It depends on the type of jewelry you planning on taking photos but with your current camera, lens and lighting set up you will get the job done. However, best results will be delivered by using a dedicated Macro Lens, such as the EF-S 60mm/2.8.
Extension tubes will get you closer and hence obtaining higher magnification and details.


----------



## danski0224 (Dec 10, 2014)

The camera will require a lens to take a picture of something.

A 50mm lens with some extension tubes will give you 1:1 macro pretty easily. Working distance will be very short and you will need very good lighting and steady hands.

As magnification goes up, depth of field will become very shallow, measured in single millimeters or fractions of an inch.

At some point, you will want to consider a good tripod, remote shutter release, tripod head and a macro focus rail.
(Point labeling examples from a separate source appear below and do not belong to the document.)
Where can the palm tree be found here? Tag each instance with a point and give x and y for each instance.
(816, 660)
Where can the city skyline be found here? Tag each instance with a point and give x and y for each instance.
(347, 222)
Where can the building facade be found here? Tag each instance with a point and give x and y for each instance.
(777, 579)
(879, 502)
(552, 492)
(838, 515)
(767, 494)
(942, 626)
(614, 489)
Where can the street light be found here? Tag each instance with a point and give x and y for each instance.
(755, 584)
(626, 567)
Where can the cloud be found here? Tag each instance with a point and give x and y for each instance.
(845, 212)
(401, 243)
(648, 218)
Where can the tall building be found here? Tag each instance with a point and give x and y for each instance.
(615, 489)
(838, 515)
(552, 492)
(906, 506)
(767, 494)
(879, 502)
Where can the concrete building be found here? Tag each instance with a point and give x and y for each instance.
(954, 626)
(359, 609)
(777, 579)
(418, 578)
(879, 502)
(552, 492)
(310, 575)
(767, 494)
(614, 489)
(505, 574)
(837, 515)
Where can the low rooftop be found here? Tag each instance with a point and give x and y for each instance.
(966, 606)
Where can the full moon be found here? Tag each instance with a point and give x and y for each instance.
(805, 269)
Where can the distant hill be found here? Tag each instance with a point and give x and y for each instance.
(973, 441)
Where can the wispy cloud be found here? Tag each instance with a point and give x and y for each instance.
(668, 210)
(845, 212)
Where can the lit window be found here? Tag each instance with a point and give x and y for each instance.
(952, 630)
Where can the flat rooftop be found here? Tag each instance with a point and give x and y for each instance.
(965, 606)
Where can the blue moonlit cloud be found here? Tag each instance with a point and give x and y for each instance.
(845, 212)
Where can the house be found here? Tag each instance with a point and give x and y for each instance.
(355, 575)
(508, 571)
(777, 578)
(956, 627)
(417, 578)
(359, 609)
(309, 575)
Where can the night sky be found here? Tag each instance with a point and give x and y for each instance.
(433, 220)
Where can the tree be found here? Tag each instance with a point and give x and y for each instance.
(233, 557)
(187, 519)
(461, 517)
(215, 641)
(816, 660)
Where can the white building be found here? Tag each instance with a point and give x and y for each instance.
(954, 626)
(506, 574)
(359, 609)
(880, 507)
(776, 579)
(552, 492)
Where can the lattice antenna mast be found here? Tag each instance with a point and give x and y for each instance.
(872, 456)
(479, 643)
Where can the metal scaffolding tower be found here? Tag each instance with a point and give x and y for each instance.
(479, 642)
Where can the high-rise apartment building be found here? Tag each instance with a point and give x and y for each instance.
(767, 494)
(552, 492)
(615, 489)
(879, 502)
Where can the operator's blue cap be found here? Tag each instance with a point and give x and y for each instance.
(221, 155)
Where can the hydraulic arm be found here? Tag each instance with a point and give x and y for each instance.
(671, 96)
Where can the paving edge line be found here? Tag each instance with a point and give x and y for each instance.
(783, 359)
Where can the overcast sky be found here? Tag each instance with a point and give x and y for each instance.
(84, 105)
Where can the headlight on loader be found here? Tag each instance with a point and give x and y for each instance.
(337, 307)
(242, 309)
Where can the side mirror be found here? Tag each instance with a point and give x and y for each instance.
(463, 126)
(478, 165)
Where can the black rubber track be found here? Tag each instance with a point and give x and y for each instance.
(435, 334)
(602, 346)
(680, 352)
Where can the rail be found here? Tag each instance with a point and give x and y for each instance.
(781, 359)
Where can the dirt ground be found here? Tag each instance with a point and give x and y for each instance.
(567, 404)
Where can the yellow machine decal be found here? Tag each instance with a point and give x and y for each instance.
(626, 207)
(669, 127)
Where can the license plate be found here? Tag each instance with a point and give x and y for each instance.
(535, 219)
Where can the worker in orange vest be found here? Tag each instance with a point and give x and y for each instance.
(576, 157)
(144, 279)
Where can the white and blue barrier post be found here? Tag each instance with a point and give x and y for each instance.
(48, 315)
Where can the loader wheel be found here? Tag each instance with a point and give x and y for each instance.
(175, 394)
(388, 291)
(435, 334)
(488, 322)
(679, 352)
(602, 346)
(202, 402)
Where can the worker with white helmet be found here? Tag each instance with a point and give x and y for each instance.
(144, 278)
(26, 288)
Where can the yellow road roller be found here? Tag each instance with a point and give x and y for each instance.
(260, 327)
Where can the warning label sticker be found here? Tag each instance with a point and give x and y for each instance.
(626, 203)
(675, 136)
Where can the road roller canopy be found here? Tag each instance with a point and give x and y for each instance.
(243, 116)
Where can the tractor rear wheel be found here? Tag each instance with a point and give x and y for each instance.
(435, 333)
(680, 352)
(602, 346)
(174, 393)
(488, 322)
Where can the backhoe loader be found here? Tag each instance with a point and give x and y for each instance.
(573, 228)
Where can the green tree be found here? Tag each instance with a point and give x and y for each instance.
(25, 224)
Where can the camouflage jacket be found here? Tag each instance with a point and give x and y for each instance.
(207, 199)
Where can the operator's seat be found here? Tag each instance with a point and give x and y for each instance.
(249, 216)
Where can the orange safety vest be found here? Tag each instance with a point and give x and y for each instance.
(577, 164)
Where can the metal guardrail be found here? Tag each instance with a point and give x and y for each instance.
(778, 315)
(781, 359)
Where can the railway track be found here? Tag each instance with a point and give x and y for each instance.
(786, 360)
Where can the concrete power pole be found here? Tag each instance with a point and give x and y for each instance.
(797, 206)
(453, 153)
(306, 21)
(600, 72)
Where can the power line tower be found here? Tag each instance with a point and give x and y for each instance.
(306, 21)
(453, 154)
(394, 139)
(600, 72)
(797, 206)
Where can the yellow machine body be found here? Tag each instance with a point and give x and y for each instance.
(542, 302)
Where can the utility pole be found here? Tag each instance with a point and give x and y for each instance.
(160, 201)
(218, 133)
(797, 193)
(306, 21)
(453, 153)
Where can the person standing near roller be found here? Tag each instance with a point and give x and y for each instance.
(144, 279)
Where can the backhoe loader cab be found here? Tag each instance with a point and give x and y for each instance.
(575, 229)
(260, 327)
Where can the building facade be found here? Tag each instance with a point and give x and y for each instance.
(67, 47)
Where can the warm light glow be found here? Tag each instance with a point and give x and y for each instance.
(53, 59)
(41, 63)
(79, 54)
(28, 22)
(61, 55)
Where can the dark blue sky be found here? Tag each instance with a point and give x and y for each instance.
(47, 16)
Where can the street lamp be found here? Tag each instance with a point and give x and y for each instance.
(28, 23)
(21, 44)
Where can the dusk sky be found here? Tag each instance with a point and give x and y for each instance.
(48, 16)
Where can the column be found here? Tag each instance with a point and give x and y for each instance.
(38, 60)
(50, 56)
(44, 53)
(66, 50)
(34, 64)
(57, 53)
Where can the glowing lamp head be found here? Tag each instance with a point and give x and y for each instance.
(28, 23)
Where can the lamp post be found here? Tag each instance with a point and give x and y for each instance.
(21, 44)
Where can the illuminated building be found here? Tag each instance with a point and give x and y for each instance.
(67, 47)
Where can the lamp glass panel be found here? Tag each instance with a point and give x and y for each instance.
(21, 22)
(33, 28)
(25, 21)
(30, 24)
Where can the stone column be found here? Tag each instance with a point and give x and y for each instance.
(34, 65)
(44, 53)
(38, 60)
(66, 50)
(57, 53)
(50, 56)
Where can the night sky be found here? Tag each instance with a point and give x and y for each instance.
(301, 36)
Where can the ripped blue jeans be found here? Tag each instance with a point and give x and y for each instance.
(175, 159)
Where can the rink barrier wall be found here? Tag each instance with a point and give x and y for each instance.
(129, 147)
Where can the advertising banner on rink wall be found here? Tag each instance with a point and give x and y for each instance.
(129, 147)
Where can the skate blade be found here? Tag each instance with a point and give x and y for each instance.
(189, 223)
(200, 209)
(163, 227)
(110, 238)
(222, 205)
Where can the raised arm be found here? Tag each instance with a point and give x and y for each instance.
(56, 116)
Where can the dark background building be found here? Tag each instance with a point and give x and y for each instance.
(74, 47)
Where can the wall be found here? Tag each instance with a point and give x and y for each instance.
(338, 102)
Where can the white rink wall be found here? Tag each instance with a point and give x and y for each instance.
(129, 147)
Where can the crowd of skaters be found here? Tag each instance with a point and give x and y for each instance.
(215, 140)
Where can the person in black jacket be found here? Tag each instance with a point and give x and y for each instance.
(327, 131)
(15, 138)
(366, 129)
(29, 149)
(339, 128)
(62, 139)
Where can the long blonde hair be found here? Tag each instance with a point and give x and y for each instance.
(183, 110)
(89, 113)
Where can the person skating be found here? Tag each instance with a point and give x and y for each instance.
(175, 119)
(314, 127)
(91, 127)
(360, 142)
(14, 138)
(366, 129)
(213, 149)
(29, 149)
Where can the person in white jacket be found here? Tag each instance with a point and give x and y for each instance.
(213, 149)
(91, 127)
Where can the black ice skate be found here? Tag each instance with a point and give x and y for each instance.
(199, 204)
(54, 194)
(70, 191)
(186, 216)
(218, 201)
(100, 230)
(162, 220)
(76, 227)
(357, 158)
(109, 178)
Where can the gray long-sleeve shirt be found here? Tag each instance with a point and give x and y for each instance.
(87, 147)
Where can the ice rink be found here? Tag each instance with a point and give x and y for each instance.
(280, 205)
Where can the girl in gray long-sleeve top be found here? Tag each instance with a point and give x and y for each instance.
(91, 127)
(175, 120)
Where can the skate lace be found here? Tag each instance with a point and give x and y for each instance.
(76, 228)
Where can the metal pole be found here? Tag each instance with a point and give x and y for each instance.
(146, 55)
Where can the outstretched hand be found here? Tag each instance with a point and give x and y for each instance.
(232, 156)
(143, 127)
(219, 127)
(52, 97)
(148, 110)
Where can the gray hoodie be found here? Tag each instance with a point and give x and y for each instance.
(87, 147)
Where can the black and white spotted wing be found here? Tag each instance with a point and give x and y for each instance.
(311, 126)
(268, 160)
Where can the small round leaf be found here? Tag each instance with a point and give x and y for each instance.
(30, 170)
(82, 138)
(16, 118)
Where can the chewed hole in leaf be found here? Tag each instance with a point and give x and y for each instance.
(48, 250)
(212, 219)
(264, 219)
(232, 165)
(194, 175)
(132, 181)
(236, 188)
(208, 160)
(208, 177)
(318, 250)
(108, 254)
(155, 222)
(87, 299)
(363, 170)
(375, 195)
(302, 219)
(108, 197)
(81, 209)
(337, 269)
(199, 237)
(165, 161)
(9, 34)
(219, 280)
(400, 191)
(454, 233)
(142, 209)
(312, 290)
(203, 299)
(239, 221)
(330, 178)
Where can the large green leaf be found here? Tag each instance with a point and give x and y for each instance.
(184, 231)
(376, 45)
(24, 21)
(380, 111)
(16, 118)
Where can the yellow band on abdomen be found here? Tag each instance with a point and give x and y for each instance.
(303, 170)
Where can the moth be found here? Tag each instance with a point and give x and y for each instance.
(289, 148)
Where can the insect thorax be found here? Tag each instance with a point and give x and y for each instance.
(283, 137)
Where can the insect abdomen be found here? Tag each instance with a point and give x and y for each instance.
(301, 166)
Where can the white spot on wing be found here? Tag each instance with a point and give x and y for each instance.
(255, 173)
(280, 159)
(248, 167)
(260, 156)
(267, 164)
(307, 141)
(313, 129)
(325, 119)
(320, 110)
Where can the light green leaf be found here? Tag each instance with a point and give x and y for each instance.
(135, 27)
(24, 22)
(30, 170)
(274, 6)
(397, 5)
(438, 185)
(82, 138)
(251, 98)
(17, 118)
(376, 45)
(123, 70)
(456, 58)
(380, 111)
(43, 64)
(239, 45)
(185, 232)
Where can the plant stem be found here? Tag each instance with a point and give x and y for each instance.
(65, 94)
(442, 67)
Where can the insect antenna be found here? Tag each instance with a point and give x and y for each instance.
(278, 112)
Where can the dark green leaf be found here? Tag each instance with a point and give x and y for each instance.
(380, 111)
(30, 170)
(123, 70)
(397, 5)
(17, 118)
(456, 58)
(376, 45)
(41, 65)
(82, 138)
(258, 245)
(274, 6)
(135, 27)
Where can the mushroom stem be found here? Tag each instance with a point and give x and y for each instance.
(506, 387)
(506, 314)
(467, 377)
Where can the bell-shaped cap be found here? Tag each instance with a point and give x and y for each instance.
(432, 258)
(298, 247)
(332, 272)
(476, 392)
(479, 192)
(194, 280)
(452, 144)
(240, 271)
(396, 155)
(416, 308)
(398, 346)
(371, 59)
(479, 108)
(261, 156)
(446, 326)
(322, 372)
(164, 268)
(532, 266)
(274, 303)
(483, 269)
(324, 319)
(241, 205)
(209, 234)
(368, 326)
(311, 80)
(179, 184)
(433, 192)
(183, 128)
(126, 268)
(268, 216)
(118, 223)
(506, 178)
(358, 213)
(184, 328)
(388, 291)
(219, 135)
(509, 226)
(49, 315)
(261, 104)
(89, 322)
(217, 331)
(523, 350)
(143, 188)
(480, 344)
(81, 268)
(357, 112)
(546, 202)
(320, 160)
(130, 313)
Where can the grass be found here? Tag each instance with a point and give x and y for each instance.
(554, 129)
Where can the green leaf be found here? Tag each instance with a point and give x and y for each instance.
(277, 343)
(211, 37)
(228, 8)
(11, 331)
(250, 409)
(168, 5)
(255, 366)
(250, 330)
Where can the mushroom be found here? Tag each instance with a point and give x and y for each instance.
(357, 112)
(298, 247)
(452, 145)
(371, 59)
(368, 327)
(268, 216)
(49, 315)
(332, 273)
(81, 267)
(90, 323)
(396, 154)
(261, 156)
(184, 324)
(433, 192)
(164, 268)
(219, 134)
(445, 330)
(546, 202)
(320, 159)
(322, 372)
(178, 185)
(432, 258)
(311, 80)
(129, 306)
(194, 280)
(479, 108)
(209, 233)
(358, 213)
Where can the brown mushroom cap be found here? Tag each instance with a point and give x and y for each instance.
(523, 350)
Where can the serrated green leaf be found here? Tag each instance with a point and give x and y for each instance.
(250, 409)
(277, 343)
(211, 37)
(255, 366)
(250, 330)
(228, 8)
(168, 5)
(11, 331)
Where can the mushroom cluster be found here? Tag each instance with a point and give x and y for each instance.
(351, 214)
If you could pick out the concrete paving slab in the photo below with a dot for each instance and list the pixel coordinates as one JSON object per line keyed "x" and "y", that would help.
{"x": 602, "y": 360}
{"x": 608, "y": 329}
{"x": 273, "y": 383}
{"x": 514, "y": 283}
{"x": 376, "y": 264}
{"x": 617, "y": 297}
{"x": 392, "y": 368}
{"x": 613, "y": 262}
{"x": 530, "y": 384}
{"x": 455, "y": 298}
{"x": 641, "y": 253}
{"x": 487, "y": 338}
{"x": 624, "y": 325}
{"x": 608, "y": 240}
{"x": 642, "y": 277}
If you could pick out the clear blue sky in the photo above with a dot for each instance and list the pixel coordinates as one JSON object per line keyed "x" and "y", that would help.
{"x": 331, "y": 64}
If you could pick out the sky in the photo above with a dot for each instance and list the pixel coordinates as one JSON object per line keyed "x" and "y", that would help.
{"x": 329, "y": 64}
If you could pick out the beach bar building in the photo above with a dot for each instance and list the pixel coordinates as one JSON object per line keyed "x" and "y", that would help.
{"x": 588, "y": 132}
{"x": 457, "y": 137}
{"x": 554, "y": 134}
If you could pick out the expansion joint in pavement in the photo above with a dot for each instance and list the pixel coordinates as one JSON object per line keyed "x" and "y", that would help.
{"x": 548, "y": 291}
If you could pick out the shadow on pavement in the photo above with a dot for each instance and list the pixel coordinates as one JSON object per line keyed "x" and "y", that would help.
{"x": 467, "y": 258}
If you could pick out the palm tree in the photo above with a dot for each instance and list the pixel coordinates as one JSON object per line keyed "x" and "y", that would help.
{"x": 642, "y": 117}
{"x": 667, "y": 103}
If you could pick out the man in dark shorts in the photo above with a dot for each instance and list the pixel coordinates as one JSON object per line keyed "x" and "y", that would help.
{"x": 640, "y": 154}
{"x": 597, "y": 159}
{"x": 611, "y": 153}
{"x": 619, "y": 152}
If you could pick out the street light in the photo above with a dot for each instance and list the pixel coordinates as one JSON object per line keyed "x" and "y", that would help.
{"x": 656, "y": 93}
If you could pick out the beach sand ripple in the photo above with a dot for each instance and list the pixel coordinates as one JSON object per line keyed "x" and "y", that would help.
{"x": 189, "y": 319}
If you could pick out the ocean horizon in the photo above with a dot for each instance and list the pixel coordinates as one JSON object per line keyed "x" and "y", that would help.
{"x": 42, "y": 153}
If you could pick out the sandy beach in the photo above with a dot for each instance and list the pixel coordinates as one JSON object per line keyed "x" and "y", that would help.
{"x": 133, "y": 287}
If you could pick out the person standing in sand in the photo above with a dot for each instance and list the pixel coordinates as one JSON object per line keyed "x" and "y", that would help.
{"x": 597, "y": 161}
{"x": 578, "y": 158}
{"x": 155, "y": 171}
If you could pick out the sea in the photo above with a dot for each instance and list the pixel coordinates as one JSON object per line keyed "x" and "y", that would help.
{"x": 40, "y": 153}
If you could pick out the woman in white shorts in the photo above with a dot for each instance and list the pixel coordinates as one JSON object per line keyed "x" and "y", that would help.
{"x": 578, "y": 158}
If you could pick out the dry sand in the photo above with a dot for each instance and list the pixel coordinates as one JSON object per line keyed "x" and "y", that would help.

Ballheads suck for precision work, cheap ones suck more. You will notice this when you use one and then try to make small adjustments- damn near impossible. That's when you'll want some sort of geared head. 

The macro rail would be excellent for dialing in focus. Without a rail, you are futzing with the tripod. The rail also gives you the ability to do focus stacking without changing the lens focus adjustment.


----------



## Mt Spokane Photography (Dec 11, 2014)

dilbert said:


> coltsfreak18 said:
> 
> 
> > Preface: I've worked at a major jewelry and gemstone retailer, specifically in product imaging.
> ...


 
Yes, my TS-90 was great, but the OP did not want to buy a lens, so why suggest a $1000 one?


----------